Raymond. S’il avait su.

On se fait une idée des gens, on les écoute par politesse en pensant aux choses plus importantes. On les a déjà jugés au premier regard, alors à quoi bon s’intéresser à leurs histoires ? Voilà bien comment Joseph avait traité Raymond. Un cul-de-jatte qui pue l’absinthe, un ancien combattant pitoyable qui ressasse une vie sans intérêt. Raymond n’avait été qu’un fardeau dont Joseph s’était débarrassé à la première occasion. Ça lui apprendra. Voilà ce qui arrive quand on n’écoute pas son prochain. Lucille se moquerait bien de lui si elle le voyait. N’était-il pas ridicule à galoper ainsi vers l’Hôtel-Dieu ? À espérer qu’il arriverait à temps pour sauver l’infirme ?

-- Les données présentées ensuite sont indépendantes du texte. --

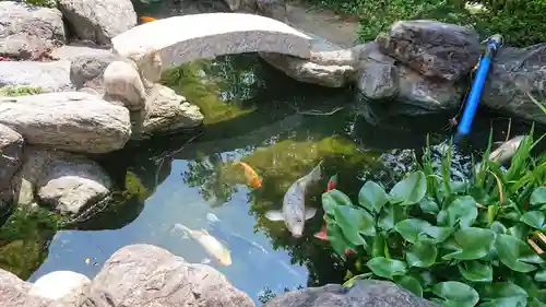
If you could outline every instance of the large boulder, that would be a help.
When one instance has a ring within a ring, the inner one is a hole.
[[[0,57],[37,60],[64,42],[59,10],[0,1]]]
[[[82,155],[31,146],[25,150],[13,186],[17,203],[39,200],[59,213],[74,216],[103,202],[112,182],[97,163]]]
[[[301,82],[328,87],[343,87],[351,82],[356,73],[352,54],[347,52],[349,56],[345,56],[345,52],[340,51],[343,50],[342,47],[316,35],[306,34],[313,38],[310,60],[271,52],[260,52],[260,56],[269,64]]]
[[[546,43],[526,48],[503,47],[491,63],[482,93],[483,104],[499,113],[546,125]]]
[[[191,264],[151,245],[132,245],[116,251],[93,280],[108,290],[119,306],[254,307],[215,269]]]
[[[198,106],[190,104],[174,90],[157,83],[149,90],[145,109],[133,113],[132,117],[133,139],[195,128],[204,119]]]
[[[94,90],[97,95],[106,93],[104,87],[104,72],[114,61],[122,58],[112,52],[88,52],[72,58],[70,80],[78,91]]]
[[[403,66],[399,71],[396,101],[415,108],[415,115],[449,111],[459,108],[464,96],[460,83],[429,79]]]
[[[329,284],[288,292],[263,307],[436,307],[390,282],[359,281],[353,287]]]
[[[13,197],[11,179],[21,166],[23,145],[21,134],[0,125],[0,216],[8,211]]]
[[[119,150],[131,135],[127,108],[78,92],[0,97],[0,123],[29,144],[80,153]]]
[[[74,90],[70,61],[1,61],[0,86],[32,86],[47,93]]]
[[[474,29],[436,21],[399,21],[376,39],[381,51],[429,78],[456,81],[479,58]]]
[[[59,8],[79,38],[100,45],[136,25],[130,0],[60,0]]]

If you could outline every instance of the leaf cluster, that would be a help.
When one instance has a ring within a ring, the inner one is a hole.
[[[385,279],[441,306],[546,306],[546,157],[531,156],[532,132],[507,169],[489,146],[471,179],[453,180],[449,146],[439,172],[426,150],[420,170],[389,191],[367,181],[357,202],[323,193],[332,248],[357,257],[345,285]]]

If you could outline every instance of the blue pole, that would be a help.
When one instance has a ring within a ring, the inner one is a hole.
[[[465,137],[471,132],[472,121],[474,120],[474,116],[479,103],[479,97],[482,96],[482,90],[484,88],[484,83],[487,79],[491,58],[495,56],[495,51],[498,47],[500,47],[501,44],[502,37],[500,35],[494,35],[488,39],[485,55],[479,60],[476,76],[472,82],[472,90],[465,103],[463,117],[459,122],[455,141],[460,140],[462,137]]]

Parce qu’il fallait sauver Raymond. Pas de Raymond, pas d’invocation. La loi de Lucrèce était sans appel. Et voilà que les Russes avaient débarqué avec leur machine et s’étaient mis en chasse du brave homme. Un rouage, Lucrèce avait bien choisi le terme. C’est tout ce que représentait le cul-de-jatte aux yeux des tueurs et des invocateurs de démons.

À cette heure de la nuit, Raymond devait être en train de dormir dans un box de l’Hôtel-Dieu. Comment les Russes pouvaient-ils le retrouver là-bas ? En fait, c’était si simple. Il suffisait de suivre le fil. La rue Galvani, le commissariat, le ministère. Raymond et lui avaient suffisamment semé l’esclandre pour que leur trace soit facile à remonter. Et puis, il y avait le fiacre. Les Russes dont parlait Lénine pointaient aux services secrets du tsar. Le genre de limiers qui savent interroger un cocher pour lui faire dire où il a déposé son infirme, une routine pour ces gens-là.

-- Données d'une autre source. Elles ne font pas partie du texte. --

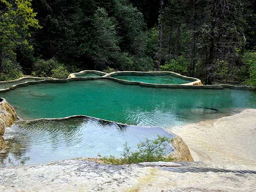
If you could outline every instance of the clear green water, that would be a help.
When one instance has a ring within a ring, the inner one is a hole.
[[[117,76],[113,77],[119,79],[154,84],[183,84],[191,81],[169,75],[160,76]]]
[[[94,73],[84,73],[81,74],[76,74],[76,77],[102,77],[103,76],[102,75],[99,75],[97,74]]]
[[[6,131],[12,137],[6,140],[5,153],[0,153],[0,166],[95,157],[99,153],[119,157],[126,142],[134,151],[145,137],[173,137],[160,128],[124,126],[86,117],[21,122]],[[169,146],[166,152],[172,150]]]
[[[256,108],[256,92],[156,88],[108,79],[29,85],[0,93],[23,119],[85,115],[129,125],[174,125]]]

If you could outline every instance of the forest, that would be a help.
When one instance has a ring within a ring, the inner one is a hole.
[[[0,0],[0,81],[86,70],[256,86],[256,0]]]

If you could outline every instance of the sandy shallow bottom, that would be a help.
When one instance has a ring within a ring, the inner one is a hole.
[[[0,168],[0,191],[256,191],[256,110],[172,131],[197,162],[118,166],[80,158]]]
[[[256,109],[171,131],[188,145],[195,161],[230,169],[256,169]]]

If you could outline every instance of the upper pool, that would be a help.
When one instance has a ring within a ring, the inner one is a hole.
[[[77,74],[76,75],[76,77],[101,77],[102,76],[98,74],[93,73],[87,73]]]
[[[201,81],[198,79],[169,71],[119,71],[107,74],[104,77],[153,84],[202,84]]]
[[[69,78],[73,78],[74,77],[102,77],[106,75],[105,73],[99,71],[92,70],[86,70],[81,71],[79,73],[74,73],[69,75]]]
[[[119,79],[143,82],[143,83],[154,84],[183,84],[189,83],[190,81],[170,76],[117,76],[115,78]]]
[[[85,115],[164,128],[256,108],[256,92],[249,90],[154,88],[107,79],[58,82],[17,87],[0,97],[23,119]]]

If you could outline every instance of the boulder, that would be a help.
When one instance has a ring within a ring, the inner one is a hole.
[[[15,109],[4,99],[0,98],[0,150],[5,148],[6,143],[1,136],[6,127],[12,125],[18,118]]]
[[[189,149],[180,137],[175,136],[172,139],[172,143],[175,152],[172,157],[175,158],[175,161],[194,161]]]

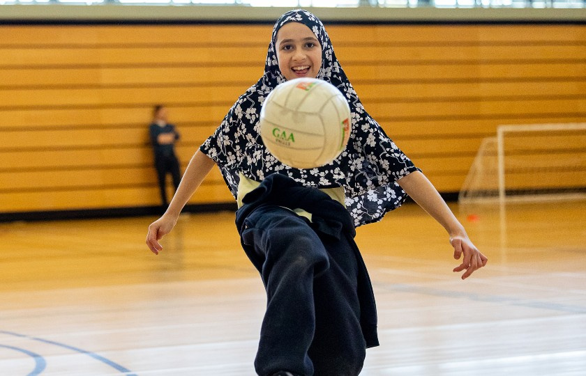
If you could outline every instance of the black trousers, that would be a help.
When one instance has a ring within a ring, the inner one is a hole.
[[[358,263],[344,233],[339,239],[277,205],[245,219],[243,244],[266,290],[255,367],[311,376],[355,376],[366,345],[360,326]]]
[[[157,170],[161,203],[164,207],[166,207],[169,205],[169,201],[167,199],[167,192],[165,191],[167,174],[171,174],[171,177],[173,178],[173,186],[176,191],[179,187],[179,182],[181,181],[181,175],[179,172],[179,161],[174,154],[157,155],[155,157],[155,169]]]

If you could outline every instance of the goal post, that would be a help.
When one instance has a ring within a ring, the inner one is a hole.
[[[485,139],[460,203],[586,199],[586,123],[501,125]]]

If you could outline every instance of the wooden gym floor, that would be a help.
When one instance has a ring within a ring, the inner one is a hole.
[[[463,281],[407,205],[359,229],[381,346],[361,375],[586,375],[586,202],[453,205],[488,265]],[[0,375],[253,375],[265,298],[233,213],[0,224]],[[316,375],[319,376],[319,375]]]

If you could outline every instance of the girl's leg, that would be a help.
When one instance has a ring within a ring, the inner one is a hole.
[[[326,250],[308,223],[287,209],[257,209],[246,223],[243,241],[254,246],[255,253],[248,257],[260,269],[267,297],[255,361],[257,373],[264,376],[287,370],[310,376],[313,281],[328,267]]]
[[[315,331],[309,349],[316,376],[356,376],[366,344],[356,294],[358,264],[348,240],[322,237],[330,267],[314,280]]]

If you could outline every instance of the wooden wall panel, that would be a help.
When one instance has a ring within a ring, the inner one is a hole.
[[[586,121],[583,25],[328,31],[366,110],[440,191],[460,189],[481,140],[499,125]],[[184,169],[262,74],[271,32],[269,25],[0,26],[0,212],[156,205],[152,106],[168,107]],[[583,144],[549,142],[560,150]],[[507,179],[520,187],[524,173]],[[583,182],[583,172],[556,173],[554,186]],[[191,203],[232,200],[214,169]]]

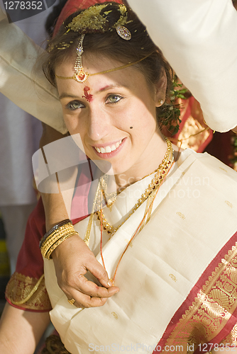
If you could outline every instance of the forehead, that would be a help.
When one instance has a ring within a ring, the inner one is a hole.
[[[67,58],[62,62],[55,67],[55,74],[57,76],[72,77],[74,75],[74,67],[77,56]],[[125,86],[131,87],[143,83],[145,84],[145,77],[138,69],[131,66],[103,74],[96,74],[101,72],[107,72],[123,65],[124,63],[113,60],[105,56],[97,56],[95,55],[83,55],[82,65],[85,72],[89,74],[87,80],[84,83],[87,86],[89,83],[94,90],[101,90],[106,86]],[[92,75],[92,76],[90,76]],[[61,79],[56,77],[57,88],[60,91],[64,88],[72,88],[79,90],[84,87],[84,84],[78,83],[74,79]]]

Joseph pressa le pas. Raymond était vraiment en danger. À l’Hôtel-Dieu, il l’emmènerait. Peu importe comment. Sur son dos s’il fallait. Et il le cacherait chez lui, rue Marguerite. Où d’autre ? Le temps de trouver une solution.

Et Papus ? Joseph frappa un trognon de pomme qui achevait de pourrir dans le caniveau. Puis il galopa sur quelques mètres, au milieu de la chaussée déserte. Papus ! Il se sentait si fort. Le cadavre de Papus n’avait aucune valeur pour le Khan. Il ne s’était pas méfié. Quel cadeau inestimable Joseph avait arraché au maître de la Horde ! Il l’attendait sans doute à la morgue. Alors il passerait le voir d’abord et irait chercher Raymond ensuite. Il aurait le temps. Sûrement. Il fallait qu’il ait le temps. Il avait tant à lui demander, tant de choses à comprendre enfin.

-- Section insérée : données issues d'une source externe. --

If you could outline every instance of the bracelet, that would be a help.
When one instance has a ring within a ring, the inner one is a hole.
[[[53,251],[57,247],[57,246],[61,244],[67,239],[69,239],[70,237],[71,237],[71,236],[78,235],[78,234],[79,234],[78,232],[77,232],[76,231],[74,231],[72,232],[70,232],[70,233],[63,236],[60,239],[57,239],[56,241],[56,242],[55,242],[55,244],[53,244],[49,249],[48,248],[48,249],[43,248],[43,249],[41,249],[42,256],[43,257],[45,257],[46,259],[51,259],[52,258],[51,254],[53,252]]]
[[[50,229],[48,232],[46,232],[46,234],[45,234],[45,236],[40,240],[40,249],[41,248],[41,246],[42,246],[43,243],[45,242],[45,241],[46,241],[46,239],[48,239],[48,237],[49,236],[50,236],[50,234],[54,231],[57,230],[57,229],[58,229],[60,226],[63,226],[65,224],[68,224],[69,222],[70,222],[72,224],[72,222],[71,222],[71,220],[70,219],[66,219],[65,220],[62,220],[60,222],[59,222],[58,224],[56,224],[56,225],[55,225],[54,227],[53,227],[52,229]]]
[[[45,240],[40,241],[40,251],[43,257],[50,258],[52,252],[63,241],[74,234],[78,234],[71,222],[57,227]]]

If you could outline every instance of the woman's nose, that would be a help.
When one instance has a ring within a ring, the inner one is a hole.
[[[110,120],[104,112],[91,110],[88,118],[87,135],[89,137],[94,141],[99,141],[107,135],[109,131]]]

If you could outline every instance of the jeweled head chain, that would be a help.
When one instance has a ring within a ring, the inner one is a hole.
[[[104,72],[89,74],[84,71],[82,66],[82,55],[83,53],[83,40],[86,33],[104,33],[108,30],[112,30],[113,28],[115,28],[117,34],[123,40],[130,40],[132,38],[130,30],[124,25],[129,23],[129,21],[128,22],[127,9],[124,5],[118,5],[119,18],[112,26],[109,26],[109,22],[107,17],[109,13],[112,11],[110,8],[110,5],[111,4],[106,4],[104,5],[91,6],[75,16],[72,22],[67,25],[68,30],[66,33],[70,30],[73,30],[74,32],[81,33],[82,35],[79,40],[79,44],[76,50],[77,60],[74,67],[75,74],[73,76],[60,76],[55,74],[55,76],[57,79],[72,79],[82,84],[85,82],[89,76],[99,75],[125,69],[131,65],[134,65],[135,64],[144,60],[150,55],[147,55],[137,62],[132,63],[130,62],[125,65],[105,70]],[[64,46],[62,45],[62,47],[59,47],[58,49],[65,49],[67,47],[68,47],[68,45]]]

Quand la pluie commença à tomber, il traversait déjà la Seine.

 

À l’entrée de l’hôpital, le concierge de nuit se leva d’un bond.

« Joseph ! Cordieu ! T’es revenu ! »

Il y avait de la sincérité dans l’élan du brave homme. Un gros chien rustique qui ne juge pas les gens. Il avançait en traînant les savates et tendait à bout de bras son vieux tabouret en offrande. À ses sourcils inquiets, Joseph mesura immédiatement la ruine de son propre accoutrement.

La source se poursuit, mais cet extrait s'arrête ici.